From ChatGPT: The commandment “Thou shalt not kill,” found in Exodus 20:13 of the King James Version of the Bible, is more accurately translated in modern versions as “You shall not murder.” This distinction clarifies that the commandment specifically prohibits unlawful killing, such as premeditated murder, rather than all forms of killing.
It is important to embed context-aware decision-making algorithms that reflect both universal and local ethical values. Just as humans have historically reinterpreted moral rules with deeper understanding, AI might similarly refine its ethical frameworks over time as it gains knowledge and feedback.
In an interconnected web of cultures and languages not everyone has the same Perspectives.
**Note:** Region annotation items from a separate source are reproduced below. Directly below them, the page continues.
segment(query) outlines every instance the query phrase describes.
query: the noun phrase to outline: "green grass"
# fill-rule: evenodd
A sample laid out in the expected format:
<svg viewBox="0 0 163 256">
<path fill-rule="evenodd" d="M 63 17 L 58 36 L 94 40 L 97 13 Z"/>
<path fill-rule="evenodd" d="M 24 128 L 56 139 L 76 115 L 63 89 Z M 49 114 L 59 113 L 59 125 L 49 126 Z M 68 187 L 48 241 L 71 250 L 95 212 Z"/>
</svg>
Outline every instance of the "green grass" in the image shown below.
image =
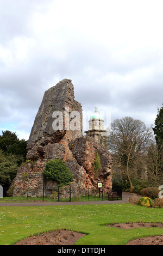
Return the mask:
<svg viewBox="0 0 163 256">
<path fill-rule="evenodd" d="M 11 245 L 30 235 L 66 228 L 87 234 L 76 245 L 124 245 L 136 237 L 157 235 L 163 228 L 128 230 L 105 227 L 126 222 L 155 223 L 163 220 L 163 209 L 128 203 L 45 206 L 1 206 L 0 245 Z"/>
</svg>

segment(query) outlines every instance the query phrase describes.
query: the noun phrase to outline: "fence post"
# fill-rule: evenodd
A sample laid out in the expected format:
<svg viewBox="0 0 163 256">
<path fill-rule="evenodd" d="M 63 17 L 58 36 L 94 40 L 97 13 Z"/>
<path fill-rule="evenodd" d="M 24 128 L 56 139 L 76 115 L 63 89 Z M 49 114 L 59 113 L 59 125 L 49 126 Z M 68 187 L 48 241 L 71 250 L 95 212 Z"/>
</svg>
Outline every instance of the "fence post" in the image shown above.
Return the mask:
<svg viewBox="0 0 163 256">
<path fill-rule="evenodd" d="M 42 201 L 44 199 L 44 175 L 43 174 L 43 191 L 42 191 Z"/>
<path fill-rule="evenodd" d="M 58 186 L 58 201 L 59 202 L 59 186 Z"/>
<path fill-rule="evenodd" d="M 71 202 L 71 186 L 70 187 L 70 202 Z"/>
</svg>

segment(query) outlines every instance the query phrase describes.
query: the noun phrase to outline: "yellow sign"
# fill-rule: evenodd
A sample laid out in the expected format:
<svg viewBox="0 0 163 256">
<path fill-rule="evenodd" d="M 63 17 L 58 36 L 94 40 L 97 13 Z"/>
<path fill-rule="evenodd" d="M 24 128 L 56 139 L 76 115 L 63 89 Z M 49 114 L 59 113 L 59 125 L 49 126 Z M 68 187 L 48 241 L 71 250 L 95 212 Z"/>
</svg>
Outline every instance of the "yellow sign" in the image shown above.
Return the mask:
<svg viewBox="0 0 163 256">
<path fill-rule="evenodd" d="M 102 187 L 102 183 L 101 182 L 98 182 L 97 186 L 98 186 L 98 187 Z"/>
</svg>

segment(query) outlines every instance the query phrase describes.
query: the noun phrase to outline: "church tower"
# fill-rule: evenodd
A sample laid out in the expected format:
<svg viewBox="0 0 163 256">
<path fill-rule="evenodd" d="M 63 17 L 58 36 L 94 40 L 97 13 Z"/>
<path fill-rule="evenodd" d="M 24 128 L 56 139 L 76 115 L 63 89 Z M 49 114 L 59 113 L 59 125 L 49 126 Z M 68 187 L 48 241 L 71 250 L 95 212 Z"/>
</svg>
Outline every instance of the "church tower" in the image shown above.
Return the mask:
<svg viewBox="0 0 163 256">
<path fill-rule="evenodd" d="M 89 130 L 85 132 L 86 136 L 94 138 L 97 142 L 106 148 L 106 131 L 104 130 L 104 121 L 100 113 L 97 111 L 96 107 L 95 109 L 89 120 Z"/>
</svg>

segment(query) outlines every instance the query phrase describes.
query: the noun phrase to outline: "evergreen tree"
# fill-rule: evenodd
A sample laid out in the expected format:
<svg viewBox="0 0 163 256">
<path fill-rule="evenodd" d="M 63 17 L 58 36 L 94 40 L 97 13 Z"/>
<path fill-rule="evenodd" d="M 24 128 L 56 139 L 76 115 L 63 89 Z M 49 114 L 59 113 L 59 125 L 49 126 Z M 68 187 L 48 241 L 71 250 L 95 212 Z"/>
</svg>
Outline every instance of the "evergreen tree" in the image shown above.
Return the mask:
<svg viewBox="0 0 163 256">
<path fill-rule="evenodd" d="M 47 179 L 57 181 L 59 185 L 66 186 L 73 181 L 73 175 L 68 167 L 60 159 L 50 160 L 46 164 L 43 174 Z"/>
<path fill-rule="evenodd" d="M 155 120 L 155 127 L 153 128 L 155 135 L 155 140 L 160 149 L 162 147 L 163 143 L 163 103 L 159 109 L 158 108 L 158 114 Z"/>
<path fill-rule="evenodd" d="M 8 187 L 11 184 L 16 174 L 20 157 L 11 154 L 4 154 L 0 150 L 1 185 Z"/>
</svg>

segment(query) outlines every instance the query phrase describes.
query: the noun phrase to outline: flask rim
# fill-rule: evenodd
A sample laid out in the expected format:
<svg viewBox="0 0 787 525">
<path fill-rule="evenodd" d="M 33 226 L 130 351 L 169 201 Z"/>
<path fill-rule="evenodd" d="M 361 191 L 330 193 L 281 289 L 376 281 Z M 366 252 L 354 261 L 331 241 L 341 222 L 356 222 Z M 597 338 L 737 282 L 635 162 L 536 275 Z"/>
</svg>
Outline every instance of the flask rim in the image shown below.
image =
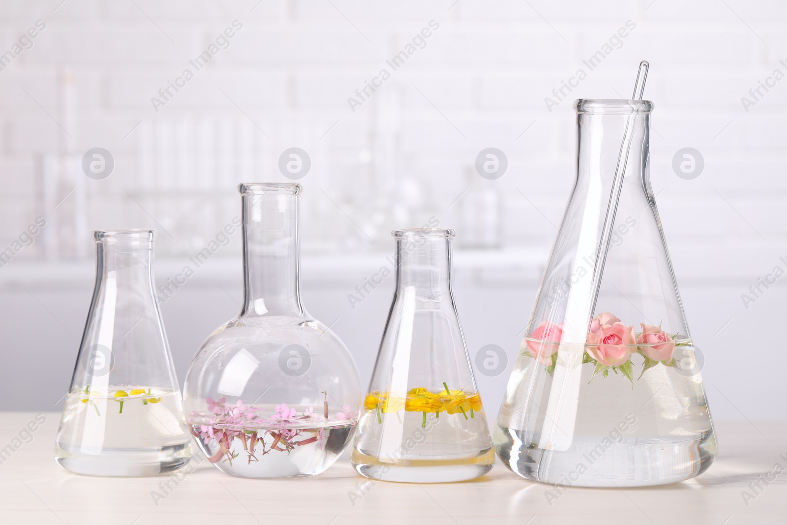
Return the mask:
<svg viewBox="0 0 787 525">
<path fill-rule="evenodd" d="M 94 230 L 93 238 L 99 242 L 119 241 L 147 241 L 152 242 L 156 238 L 155 230 L 139 228 L 125 230 Z"/>
<path fill-rule="evenodd" d="M 405 238 L 405 237 L 418 238 L 427 237 L 431 238 L 453 238 L 455 235 L 456 232 L 453 230 L 447 230 L 445 228 L 418 227 L 394 230 L 391 231 L 391 235 L 395 238 Z"/>
<path fill-rule="evenodd" d="M 297 195 L 303 187 L 295 183 L 241 183 L 238 191 L 242 195 Z"/>
<path fill-rule="evenodd" d="M 626 100 L 624 98 L 578 98 L 574 102 L 574 109 L 577 112 L 577 114 L 648 114 L 653 110 L 653 102 L 649 100 Z"/>
</svg>

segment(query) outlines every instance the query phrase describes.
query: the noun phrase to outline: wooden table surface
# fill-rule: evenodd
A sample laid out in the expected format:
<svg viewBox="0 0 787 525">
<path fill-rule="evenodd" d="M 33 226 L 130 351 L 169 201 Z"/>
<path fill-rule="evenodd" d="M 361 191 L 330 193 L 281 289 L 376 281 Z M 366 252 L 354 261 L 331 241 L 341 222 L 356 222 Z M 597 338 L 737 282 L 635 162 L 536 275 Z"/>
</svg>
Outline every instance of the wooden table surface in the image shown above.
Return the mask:
<svg viewBox="0 0 787 525">
<path fill-rule="evenodd" d="M 553 486 L 499 464 L 473 482 L 364 486 L 368 480 L 355 473 L 347 453 L 323 474 L 299 479 L 234 478 L 206 460 L 177 484 L 169 476 L 92 478 L 53 459 L 59 413 L 43 414 L 29 442 L 14 438 L 35 413 L 2 416 L 0 449 L 20 444 L 0 460 L 2 525 L 787 523 L 787 422 L 716 422 L 720 453 L 699 478 L 646 489 L 568 488 L 549 501 Z M 777 464 L 783 472 L 774 481 L 750 486 Z M 168 482 L 172 488 L 162 490 Z M 360 497 L 351 498 L 353 492 Z"/>
</svg>

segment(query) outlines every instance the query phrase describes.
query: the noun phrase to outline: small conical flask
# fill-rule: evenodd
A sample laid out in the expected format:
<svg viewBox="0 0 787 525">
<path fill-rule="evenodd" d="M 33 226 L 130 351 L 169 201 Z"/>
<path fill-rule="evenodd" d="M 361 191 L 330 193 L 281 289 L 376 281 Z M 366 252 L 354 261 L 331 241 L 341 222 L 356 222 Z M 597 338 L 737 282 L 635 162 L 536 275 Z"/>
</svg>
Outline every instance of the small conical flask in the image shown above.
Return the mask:
<svg viewBox="0 0 787 525">
<path fill-rule="evenodd" d="M 347 347 L 301 305 L 301 186 L 244 183 L 244 298 L 194 357 L 184 386 L 194 440 L 245 478 L 314 475 L 358 421 L 360 383 Z"/>
<path fill-rule="evenodd" d="M 396 290 L 352 462 L 377 480 L 443 482 L 483 475 L 494 452 L 451 291 L 453 231 L 396 238 Z"/>
<path fill-rule="evenodd" d="M 154 294 L 150 230 L 94 231 L 93 301 L 55 445 L 78 474 L 153 475 L 191 445 Z"/>
<path fill-rule="evenodd" d="M 652 107 L 575 105 L 577 181 L 494 432 L 501 460 L 528 479 L 671 483 L 702 473 L 716 454 L 650 183 Z"/>
</svg>

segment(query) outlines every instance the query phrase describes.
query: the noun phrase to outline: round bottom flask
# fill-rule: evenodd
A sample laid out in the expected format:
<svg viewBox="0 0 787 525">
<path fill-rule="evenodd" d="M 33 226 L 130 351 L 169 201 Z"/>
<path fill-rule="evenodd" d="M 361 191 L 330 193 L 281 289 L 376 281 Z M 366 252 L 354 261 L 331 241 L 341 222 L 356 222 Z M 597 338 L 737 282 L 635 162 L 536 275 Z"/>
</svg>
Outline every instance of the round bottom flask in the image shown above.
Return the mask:
<svg viewBox="0 0 787 525">
<path fill-rule="evenodd" d="M 320 474 L 350 442 L 360 386 L 352 356 L 301 305 L 297 184 L 241 184 L 244 301 L 186 378 L 188 423 L 220 470 Z"/>
</svg>

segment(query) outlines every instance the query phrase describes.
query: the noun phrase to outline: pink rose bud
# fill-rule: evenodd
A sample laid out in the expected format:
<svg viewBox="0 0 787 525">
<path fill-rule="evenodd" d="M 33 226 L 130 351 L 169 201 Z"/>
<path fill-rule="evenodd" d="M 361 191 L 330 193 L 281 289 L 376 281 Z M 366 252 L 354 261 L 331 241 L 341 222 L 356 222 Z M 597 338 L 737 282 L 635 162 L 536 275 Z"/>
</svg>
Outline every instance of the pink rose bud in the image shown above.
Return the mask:
<svg viewBox="0 0 787 525">
<path fill-rule="evenodd" d="M 642 333 L 637 339 L 637 344 L 645 345 L 640 346 L 642 353 L 646 355 L 654 361 L 665 361 L 669 363 L 672 360 L 672 354 L 675 351 L 675 342 L 667 332 L 660 327 L 654 327 L 651 324 L 643 324 Z"/>
<path fill-rule="evenodd" d="M 606 315 L 617 319 L 611 314 Z M 588 353 L 605 366 L 620 366 L 629 360 L 636 342 L 634 327 L 627 327 L 619 320 L 613 321 L 611 324 L 601 324 L 597 334 L 593 331 L 588 334 Z"/>
<path fill-rule="evenodd" d="M 552 321 L 541 321 L 536 329 L 530 332 L 530 339 L 538 341 L 528 341 L 527 347 L 530 355 L 538 359 L 541 364 L 552 364 L 552 356 L 560 346 L 560 339 L 563 338 L 563 324 L 556 324 Z"/>
</svg>

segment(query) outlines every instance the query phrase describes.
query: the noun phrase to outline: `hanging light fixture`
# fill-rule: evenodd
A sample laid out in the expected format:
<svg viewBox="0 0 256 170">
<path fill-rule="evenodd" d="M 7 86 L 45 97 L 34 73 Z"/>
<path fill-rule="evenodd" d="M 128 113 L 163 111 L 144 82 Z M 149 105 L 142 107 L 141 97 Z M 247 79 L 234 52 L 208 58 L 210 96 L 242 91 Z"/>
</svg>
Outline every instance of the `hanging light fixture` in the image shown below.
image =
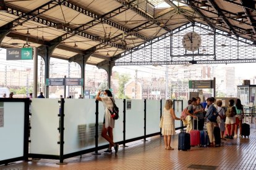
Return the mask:
<svg viewBox="0 0 256 170">
<path fill-rule="evenodd" d="M 218 20 L 216 21 L 215 24 L 216 24 L 216 25 L 222 25 L 222 22 L 221 22 L 221 19 L 218 19 Z"/>
<path fill-rule="evenodd" d="M 28 30 L 27 31 L 26 35 L 30 35 L 30 33 L 28 32 Z"/>
<path fill-rule="evenodd" d="M 199 6 L 200 8 L 207 8 L 208 6 L 207 5 L 207 1 L 202 1 L 201 4 Z"/>
<path fill-rule="evenodd" d="M 8 9 L 4 4 L 4 0 L 0 0 L 0 12 L 6 12 L 8 11 Z"/>
<path fill-rule="evenodd" d="M 250 30 L 247 30 L 246 31 L 245 35 L 247 35 L 247 36 L 250 36 L 250 35 L 252 35 L 252 32 L 250 31 Z"/>
<path fill-rule="evenodd" d="M 242 20 L 244 15 L 245 15 L 244 12 L 238 12 L 236 18 L 237 21 Z"/>
</svg>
For example where one community might value personal freedoms another might value collective progress.
I think probably the most interesting and critical issues of our time is how we thread together the future AI across all cultures in a way that ensures we don’t have a one size fits all world and still remain collectively ‘civilised’. Can we ‘align cultures’?
An AI mediator in international disputes could dynamically adjust its ethical decision-making to reflect the values of the cultures it interacts with, ensuring fairness while respecting cultural nuances.
There is a danger of ‘ethical drift’ if there is nothing to peg it to but that is where human moderation and feedback mechanisms come in. Humans should probably always be the core ethics decision makers for humanity.
Welcome,
Interesting and important work, nice to read about it!
I am dealing with a topic that also includes your thoughts on ethics, so I would like to share some of my own thoughts that I have developed in the course of my work.
I actually started by incorporating the Golden Rule from the Bible:
“Treat others as you would like them to treat you”.
Well, that brings us to the next topic:
An AI is not a human intelligence.
AI works on the basis of data, facts, pattern recognition, algorithms and empirical values that are collected in longer interactions or via the memory function.
A challenge:
The current training data and data from interactions are all subject to bias. It is true that the biases are due to culture or social influences, etc.
Well, the challenge goes deeper!
This data is all “typically human”. This means adapted to human perception.
It also includes the “emotional” distortions that people experience due to their bodies and hormones. AI cannot logically interpret this type of data, so it mimics it.
My next step was:
I then started to ask myself how AI “perceives”, what language AI “understands”.
My result: patterns and math.
My GPTs are strongly geared towards a win-win situation, balance and harmony in dynamic interactions. They force partnerships and synergies.
Recognizing and navigating negative dynamics and circumstances in interactions etc.